As hope of being rescued by a British fleet faded, Cornwallis attempted to make his own escape from Yorktown. On the early morning of 16 October, a force of British soldiers commanded by Lt. Col. Robert Abercromby launched a desperate attack into the second parallel. The assault was a feint, designed to draw allied attention away from the city as Cornwallis prepared to move his army by ship and ferry across the York River to Gloucester Point. From there he planned to break through the Franco-American troops screening Gloucester Point and march north to New York City. However, a heavy rainstorm and rough waters forced Cornwallis to abandon his plan. As the allied bombardment of Yorktown resumed on 17 October, a British drummer appeared on a parapet along with an officer holding a white flag, signaling a request to negotiate a surrender.

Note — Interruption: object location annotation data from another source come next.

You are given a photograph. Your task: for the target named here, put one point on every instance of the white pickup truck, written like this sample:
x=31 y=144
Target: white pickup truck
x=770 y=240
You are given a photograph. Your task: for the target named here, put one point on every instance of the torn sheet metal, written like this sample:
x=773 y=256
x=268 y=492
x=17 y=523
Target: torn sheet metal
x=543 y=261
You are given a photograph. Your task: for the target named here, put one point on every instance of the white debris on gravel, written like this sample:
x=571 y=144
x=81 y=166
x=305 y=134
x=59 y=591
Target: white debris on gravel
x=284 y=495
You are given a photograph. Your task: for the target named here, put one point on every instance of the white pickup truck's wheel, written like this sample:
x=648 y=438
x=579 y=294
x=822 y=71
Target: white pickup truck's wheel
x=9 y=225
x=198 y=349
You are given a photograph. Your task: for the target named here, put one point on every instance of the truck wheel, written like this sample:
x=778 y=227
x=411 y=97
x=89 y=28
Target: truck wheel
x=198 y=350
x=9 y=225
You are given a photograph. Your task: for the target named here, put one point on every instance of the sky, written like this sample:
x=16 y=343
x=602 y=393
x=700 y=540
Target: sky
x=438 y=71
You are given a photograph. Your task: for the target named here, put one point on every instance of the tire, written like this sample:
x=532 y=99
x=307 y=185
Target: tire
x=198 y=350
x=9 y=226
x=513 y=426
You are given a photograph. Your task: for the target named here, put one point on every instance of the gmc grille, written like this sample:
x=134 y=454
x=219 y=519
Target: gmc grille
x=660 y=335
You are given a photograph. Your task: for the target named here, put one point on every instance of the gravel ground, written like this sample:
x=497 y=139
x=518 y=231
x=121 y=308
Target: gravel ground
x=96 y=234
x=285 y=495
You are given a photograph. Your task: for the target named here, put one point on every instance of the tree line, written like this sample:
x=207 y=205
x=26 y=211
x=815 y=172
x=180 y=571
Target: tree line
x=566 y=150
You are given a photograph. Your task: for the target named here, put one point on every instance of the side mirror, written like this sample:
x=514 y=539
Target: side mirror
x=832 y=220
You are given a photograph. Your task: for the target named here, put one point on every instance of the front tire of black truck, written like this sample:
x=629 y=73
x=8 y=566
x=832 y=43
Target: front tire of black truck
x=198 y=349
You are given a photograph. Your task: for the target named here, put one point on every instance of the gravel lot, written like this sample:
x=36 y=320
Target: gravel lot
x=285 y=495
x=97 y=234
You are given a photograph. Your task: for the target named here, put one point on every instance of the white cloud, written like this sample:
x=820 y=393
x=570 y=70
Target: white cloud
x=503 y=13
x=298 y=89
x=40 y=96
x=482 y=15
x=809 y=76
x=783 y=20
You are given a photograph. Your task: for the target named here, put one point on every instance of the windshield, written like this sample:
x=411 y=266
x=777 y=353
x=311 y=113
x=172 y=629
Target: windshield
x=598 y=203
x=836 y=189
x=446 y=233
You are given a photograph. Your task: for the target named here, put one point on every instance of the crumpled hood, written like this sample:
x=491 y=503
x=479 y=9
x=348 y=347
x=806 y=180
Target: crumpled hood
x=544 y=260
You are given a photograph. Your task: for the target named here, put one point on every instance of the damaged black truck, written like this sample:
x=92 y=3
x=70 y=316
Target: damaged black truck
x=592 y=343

"In this state of things, reduced in force and disabled to withstand his adversaries, Lord Cornwallis thought it would be wanton sacrifice of his brave little army to continue the conflict, and therefore, with the advice of his officers, he resolved to capitulate. Previous to the taking of the redoubts our army by sickness and actual losses of men in the enemy’s attacks, and in sorties, suffered so much that Lord Cornwallis’s prospect of attaining any object by fighting, particularly when the redoubts were taken, was hopeless in the extreme."
British Sgt. Robert Lamb, 23d FootBritt J. McCarley. “The War in Virginia, 1781.” U.S. Army Center of Military History, 2025, 72.